Снова, как и во время сенокоса, Ольга вынуждена была отрабатывать за свою больную сестру на боярской земле. Наступила жатва — гонит тиун закупов. А сестра умоляет: «Пойди, Ольга, за меня жать, спаси нас!» И Ольга пошла.
Все закупы проклинали тиуна Никифора — такой жестокий был этот боярский управитель: нигде ничего не упускал, все помнил, все видел, никто не мог от него укрыться. Сегодня он выгнал женщин на боярскую ниву и придумал разделить их, поставить каждую в отдельности, чтобы меньше между собой разговаривали, а больше жали. Еще и выругал всех:
— Соберешь вас вместе, так вы только языками чесать будете. А кто рожь уберет?
Ольга посматривает на сложенные шалашом снопы — там в тени спит маленький Лелюк.
— Сыночек мой! — шепчет она.
Уже три дня жнет Ольга на боярской земле.
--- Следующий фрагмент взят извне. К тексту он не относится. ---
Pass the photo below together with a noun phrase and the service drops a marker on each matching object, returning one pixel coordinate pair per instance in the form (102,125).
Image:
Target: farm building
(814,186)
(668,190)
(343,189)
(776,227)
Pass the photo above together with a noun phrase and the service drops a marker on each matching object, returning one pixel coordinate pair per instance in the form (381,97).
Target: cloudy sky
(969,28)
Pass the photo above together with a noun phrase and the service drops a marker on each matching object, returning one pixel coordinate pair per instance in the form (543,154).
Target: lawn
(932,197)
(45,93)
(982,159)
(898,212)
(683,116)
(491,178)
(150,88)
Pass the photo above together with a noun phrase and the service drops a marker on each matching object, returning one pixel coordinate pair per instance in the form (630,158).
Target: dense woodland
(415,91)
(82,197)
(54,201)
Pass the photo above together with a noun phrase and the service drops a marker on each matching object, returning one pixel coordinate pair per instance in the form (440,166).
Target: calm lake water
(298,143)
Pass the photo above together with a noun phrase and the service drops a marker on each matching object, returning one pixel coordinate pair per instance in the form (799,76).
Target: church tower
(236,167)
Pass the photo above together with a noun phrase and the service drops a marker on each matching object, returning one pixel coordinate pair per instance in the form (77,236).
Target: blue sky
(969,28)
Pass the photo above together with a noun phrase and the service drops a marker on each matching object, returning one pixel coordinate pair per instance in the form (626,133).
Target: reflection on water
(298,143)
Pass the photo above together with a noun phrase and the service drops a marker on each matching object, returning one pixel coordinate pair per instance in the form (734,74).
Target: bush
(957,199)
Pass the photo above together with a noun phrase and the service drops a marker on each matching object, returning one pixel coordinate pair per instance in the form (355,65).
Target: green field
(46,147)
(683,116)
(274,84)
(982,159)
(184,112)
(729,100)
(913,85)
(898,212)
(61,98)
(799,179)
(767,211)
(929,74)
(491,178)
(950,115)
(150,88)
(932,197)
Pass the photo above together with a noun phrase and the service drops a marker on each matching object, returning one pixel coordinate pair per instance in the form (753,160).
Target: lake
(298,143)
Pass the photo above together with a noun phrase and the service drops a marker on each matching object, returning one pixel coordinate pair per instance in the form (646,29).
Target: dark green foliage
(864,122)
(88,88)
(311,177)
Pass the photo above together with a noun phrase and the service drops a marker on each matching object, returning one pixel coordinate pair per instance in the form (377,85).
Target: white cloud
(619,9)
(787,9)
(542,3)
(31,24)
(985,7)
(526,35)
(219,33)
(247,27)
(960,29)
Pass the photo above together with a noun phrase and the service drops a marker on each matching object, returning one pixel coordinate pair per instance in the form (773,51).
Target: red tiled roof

Просили тиуна и муж ее, Твердохлеб, и она, чтобы разрешил позже выйти, — ничего не вышло. Не ответил, а зарычал Никифор:
— Свою успеете, а боярская рожь осыплется.
— А наша разве не осыплется? — вставил слово Твердохлеб.
— Мне от этого ни холодно ни жарко, — пробормотал Никифор.
— А ведь может-таки и осыпаться, — не унимался Твердохлеб.
— Осыплется? — Никифор взмахнул плетью, окованной железом. — А это видел? Как ударю, так у тебя из головы все высыплется.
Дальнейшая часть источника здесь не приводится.